En el auditorium solo había dos personas: mi interlocutor misterioso y yo. Ocupado minutos antes por unos cincuenta estudiantes, ahora me parecía el lugar más desolado del mundo. Una especie de paisaje sin vida, frío, monocromático, estaba a nuestro alrededor. Ahora, las butacas eran de piedra y el recinto de maderas acogedoras y de una luz sensible al ojo se convirtió en un paisaje ancestral en donde intuía que ningún mortal había estado ni lo había visto jamás. La luz del auditorium se transformó en una luz opaca, sin brillo, para luego pasar a un color llameante y dorado, lo cual me produjo cierta modorra. Me quedé petrificado, escuchando al hombre, una vez que respondí en mi negativa de que nos conocíamos. Él replicó, sin tomar nota de mis últimas frases:

—¿No es usted el escritor Byron Deford? Es usted, ¿cierto?

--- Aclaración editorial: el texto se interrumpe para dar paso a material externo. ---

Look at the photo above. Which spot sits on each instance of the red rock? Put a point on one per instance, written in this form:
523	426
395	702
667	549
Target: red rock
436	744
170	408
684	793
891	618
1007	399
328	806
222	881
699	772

Y se quedó mirándome con esa curiosidad del interlocutor que solo espera que le confirmen lo preguntado. Pero, no dejó que yo contestara. Agregó:

—Sí, es usted; yo lo conozco desde hace mucho tiempo. Usted está en Inglaterra porque desea darse un respiro a toda esa frustración que siente en su alma, en su espíritu. Su juventud se rebela cada vez que escribe en su vieja máquina Underwood para luego botar cientos de hojas papel periódico. ¿Verdad que no me equivoco? —añadió, con una gran insolencia que, a la vez, por su sinceridad, me dejaba desarmado.

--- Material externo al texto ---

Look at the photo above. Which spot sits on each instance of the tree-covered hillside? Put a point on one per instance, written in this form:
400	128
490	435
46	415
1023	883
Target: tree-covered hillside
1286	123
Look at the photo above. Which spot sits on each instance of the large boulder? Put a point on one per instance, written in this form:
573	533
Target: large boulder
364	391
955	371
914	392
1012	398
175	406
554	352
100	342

Confieso que la curiosidad no me permitía tampoco ser grosero con mi interlocutor y en cambio empezó a corroer mi persona. ¿Cómo sabía que yo, Byron Deford, estaba pasando por una crisis existencial y, más que existencial, una crisis de escritor? ¿Cómo sabía de mi vieja máquina de escribir y los cientos de borradores que botaba al cestillo de la basura en semanas anteriores?

21

—Mucho gusto en conocernos. Mi nombre es lord John Rutland, archiduque de... pero, no sería oportuno que le dijera archiduque de cuál región, jejeje —dijo el hombre, extendiendo su mano. Se quedó mirándome con complacencia y, más que eso, complicidad por sus últimas palabras acerca de mis frustraciones literarias, las cuales, en ese tiempo, yo no confesaba a nadie, ni a mi amigo Horacio Guerra. No perdía nada en contestar al hombre afirmativamente a su pregunta; en verdad me llamaba a la curiosidad y, ¿para qué mentir?, hasta me simpatizó su elegancia, tanto como su acento británico y aristocrático.

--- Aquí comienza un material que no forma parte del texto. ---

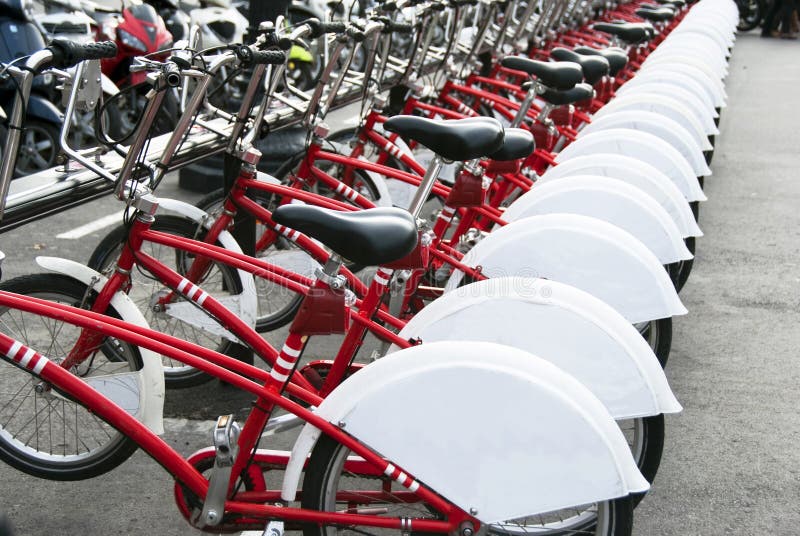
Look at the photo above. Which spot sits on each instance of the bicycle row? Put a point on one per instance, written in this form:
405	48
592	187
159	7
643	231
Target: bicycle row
548	221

—Sí, lo soy... Digo, soy Byron Deford. Está usted en lo correcto, lord Rutland —contesté y disparé la pregunta, pues, equivocado o no sobre si era conveniente, no lo soporté; deseaba saber el cómo un hombre de anteojos con aro de oro, de impecable porte inglés y con educación y modales dignos de sus títulos nobiliarios me confesaba saber de mi persona:

—¿Cómo se enteró usted de mi máquina Underwood? —pregunté, sin atreverme a agregar el resto: cómo sabía que también tiraba al cesto de la basura cientos de páginas.

Lord Rutland no me dejó que continuara:

—También sé muchas cosas más de usted, secretos suyos. Conozco su pasado igual que la palma de mi mano, como dicen las personas, joven Byron Deford.

Al afirmar el hombre esto último, sentí un frío que me corría por dentro y percibí todo a mi alrededor sin vida: era una zona gris entre la vida y la muerte, desde donde él me dirigía sus palabras. Golpeteó levemente con su bastón el suelo, para que yo lo escuchara. Continuó:

—Y perdone, no es que yo sea una persona indiscreta... es que está en mi naturaleza conocer el hoy, el pasado y el futuro de las personas. ¡Ah, qué inmodesto de mi parte! ¡Perdón, perdón, joven Byron Deford! ¡Hablo más de la cuenta!

22

Sonreí y dije:

—En verdad que usted me ha intrigado, lord Rutland, por lo que comenta de mi persona. Sí, en efecto, estoy acá en Inglaterra más que por estudios; estoy para obtener un nuevo aire, una especie de limpieza del alma, para recuperar fuerzas.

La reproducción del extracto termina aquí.